Lins=-∑i,j[DilogD2(pi,j)+(1-Di)log(1-D2(pi,j))] (7)
Compared with the prior art, the invention has the beneficial effects that:
(1) in the local feature alignment process, by the method of firstly finding the central point of the feature region and then positioning the feature region, the condition that excessive background noise is introduced due to low accuracy of the feature candidate region at the early stage of training is avoided, and the adverse effect of the background noise on feature alignment is reduced;
(2) in the local feature alignment process, feature alignment is carried out on the foreground target feature region according to the classification, so that the fine granularity of the algorithm is improved, the inter-domain difference of the foreground target features of the same class is further reduced, and the feature alignment effect is enhanced.
Drawings
FIG. 1 is a diagram: and the performance of the target detection algorithm is reduced under the condition of inter-domain difference.

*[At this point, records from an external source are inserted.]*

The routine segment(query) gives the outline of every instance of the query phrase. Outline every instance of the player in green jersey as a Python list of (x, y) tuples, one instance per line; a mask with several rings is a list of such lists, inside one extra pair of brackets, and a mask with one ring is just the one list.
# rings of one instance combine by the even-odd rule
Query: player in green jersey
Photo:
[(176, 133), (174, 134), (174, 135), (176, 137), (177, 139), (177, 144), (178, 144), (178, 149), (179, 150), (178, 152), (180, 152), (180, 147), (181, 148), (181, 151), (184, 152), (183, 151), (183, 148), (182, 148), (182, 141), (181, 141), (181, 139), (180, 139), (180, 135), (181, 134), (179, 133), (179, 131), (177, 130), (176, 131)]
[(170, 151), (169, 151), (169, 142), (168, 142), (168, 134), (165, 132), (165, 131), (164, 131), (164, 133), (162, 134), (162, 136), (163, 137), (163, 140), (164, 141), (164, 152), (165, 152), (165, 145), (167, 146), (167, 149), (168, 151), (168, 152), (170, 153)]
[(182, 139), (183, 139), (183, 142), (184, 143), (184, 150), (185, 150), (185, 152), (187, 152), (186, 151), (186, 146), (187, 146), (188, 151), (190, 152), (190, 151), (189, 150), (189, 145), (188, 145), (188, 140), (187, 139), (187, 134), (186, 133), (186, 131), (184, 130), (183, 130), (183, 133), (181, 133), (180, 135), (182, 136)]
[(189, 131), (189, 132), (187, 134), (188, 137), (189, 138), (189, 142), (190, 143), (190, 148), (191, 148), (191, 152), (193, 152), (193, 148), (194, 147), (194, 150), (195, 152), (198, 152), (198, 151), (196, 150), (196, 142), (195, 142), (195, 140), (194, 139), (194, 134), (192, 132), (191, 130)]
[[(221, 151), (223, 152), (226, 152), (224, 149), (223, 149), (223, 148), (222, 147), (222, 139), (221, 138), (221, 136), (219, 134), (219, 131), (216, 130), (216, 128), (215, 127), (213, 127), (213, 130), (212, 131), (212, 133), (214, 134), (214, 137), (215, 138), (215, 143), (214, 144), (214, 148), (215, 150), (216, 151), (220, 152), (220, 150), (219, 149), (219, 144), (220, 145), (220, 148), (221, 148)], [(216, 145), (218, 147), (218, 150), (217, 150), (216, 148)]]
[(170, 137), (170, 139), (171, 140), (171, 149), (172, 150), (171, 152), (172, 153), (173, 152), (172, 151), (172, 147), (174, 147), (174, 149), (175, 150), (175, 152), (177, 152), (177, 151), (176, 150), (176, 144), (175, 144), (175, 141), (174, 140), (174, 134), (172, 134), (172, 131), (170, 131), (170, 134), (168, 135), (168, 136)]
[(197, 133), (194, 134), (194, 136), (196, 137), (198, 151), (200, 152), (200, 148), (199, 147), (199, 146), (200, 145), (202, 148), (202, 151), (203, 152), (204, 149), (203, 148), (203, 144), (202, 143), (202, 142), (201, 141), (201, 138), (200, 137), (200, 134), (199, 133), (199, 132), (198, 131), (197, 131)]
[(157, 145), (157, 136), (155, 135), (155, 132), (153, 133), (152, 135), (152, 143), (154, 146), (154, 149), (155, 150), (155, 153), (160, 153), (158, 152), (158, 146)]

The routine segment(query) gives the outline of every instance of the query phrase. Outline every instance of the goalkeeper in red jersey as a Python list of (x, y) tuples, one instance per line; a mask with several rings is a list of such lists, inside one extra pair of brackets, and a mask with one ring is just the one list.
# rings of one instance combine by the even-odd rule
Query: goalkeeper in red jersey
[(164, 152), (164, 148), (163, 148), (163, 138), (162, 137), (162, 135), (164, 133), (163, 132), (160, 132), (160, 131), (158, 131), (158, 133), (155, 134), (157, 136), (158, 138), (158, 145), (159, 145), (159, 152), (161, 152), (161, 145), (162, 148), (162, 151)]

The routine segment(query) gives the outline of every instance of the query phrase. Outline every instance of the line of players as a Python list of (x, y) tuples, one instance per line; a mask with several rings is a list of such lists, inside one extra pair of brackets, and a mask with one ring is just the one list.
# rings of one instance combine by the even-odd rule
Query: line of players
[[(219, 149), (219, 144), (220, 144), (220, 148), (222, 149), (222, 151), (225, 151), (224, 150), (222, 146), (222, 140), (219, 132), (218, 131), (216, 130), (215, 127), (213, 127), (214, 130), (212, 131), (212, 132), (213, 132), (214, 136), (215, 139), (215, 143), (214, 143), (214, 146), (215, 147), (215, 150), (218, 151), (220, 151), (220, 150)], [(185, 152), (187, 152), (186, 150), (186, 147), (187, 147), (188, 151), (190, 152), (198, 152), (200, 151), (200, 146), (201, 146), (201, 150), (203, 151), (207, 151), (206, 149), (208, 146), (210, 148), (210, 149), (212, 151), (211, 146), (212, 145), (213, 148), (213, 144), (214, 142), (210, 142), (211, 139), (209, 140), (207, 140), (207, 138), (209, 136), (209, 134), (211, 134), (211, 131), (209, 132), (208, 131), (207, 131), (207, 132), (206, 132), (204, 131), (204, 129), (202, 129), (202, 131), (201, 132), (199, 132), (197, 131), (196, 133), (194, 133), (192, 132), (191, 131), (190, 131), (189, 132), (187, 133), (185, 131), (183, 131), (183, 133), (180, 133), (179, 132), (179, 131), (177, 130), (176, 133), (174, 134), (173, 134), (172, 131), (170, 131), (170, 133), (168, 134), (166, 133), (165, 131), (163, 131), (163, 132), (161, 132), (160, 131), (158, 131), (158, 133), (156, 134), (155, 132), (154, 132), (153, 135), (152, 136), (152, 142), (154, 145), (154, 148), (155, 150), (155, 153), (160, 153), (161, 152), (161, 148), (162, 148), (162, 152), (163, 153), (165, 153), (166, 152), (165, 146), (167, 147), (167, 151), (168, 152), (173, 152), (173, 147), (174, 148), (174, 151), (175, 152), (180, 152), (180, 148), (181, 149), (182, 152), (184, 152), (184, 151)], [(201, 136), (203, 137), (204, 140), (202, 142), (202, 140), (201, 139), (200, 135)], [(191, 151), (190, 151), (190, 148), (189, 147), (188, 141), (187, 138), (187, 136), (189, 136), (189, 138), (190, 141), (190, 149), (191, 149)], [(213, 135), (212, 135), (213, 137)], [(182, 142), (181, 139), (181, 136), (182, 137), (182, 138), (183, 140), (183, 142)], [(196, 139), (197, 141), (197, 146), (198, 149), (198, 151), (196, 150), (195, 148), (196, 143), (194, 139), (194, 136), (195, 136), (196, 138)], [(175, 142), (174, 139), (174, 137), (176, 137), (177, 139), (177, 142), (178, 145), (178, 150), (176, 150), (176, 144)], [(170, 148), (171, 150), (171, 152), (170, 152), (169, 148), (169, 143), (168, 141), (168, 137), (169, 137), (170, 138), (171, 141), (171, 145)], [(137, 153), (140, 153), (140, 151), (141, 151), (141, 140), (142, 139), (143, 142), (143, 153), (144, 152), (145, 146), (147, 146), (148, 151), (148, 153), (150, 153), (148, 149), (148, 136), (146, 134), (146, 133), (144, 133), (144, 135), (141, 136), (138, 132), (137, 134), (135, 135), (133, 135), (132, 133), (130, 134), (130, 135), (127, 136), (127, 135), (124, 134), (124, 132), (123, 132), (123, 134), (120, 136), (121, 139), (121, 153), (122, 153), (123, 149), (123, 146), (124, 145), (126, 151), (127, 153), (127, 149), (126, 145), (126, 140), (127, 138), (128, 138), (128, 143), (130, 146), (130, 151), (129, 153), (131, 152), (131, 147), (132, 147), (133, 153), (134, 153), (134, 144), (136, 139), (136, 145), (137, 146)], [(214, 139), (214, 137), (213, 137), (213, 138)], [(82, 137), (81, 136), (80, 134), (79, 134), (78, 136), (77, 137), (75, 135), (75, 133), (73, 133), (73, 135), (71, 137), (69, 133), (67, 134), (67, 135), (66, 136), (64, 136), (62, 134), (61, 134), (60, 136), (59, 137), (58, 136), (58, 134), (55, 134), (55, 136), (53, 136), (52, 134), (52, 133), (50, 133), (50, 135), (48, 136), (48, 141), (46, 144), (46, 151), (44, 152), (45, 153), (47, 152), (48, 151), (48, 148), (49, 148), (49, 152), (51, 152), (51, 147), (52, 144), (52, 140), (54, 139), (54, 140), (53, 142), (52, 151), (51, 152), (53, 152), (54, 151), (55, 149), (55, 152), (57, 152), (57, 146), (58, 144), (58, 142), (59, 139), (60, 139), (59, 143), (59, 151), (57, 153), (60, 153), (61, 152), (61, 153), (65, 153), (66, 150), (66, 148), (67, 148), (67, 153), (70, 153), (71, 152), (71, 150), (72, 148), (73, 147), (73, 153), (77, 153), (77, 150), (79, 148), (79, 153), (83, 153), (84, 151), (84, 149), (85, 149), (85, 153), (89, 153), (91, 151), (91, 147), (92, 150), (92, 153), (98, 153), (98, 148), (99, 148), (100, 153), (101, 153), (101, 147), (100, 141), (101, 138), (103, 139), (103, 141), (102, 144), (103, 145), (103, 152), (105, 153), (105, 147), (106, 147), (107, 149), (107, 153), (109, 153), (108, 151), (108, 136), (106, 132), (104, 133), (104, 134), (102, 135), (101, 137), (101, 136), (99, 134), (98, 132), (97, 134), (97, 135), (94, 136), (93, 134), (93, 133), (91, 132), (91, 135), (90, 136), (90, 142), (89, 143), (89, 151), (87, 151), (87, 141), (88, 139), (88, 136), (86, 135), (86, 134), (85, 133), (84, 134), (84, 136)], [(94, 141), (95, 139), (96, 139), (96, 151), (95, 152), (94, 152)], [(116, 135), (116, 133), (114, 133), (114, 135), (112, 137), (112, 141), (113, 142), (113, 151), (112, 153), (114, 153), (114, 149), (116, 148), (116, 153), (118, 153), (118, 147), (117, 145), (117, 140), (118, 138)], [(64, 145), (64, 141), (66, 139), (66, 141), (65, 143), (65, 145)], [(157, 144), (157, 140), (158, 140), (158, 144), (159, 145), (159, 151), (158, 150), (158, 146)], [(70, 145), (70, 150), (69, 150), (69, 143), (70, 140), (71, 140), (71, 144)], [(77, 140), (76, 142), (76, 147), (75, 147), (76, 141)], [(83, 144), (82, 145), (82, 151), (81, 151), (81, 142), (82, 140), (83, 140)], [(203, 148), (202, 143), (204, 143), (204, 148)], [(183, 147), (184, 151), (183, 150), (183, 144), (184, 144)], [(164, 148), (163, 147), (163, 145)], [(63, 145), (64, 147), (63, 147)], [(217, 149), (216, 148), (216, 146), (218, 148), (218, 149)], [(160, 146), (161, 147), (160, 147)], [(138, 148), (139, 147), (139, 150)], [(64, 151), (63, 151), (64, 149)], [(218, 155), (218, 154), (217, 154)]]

FIG. 2 is a diagram of: and (3) a schematic diagram of a target detection algorithm based on two-stage feature alignment.
FIG. 3 is a diagram of: the feature region center points before clustering illustrate the intent.
FIG. 4 is a diagram of: the feature region center points after clustering illustrate the intent.
FIG. 5 is a diagram: the standard area features after background suppression illustrate the intent.
FIG. 6 is a diagram of: domain classifier D1And (4) a network structure schematic diagram.
Detailed Description
The invention is further described below with reference to the accompanying drawings.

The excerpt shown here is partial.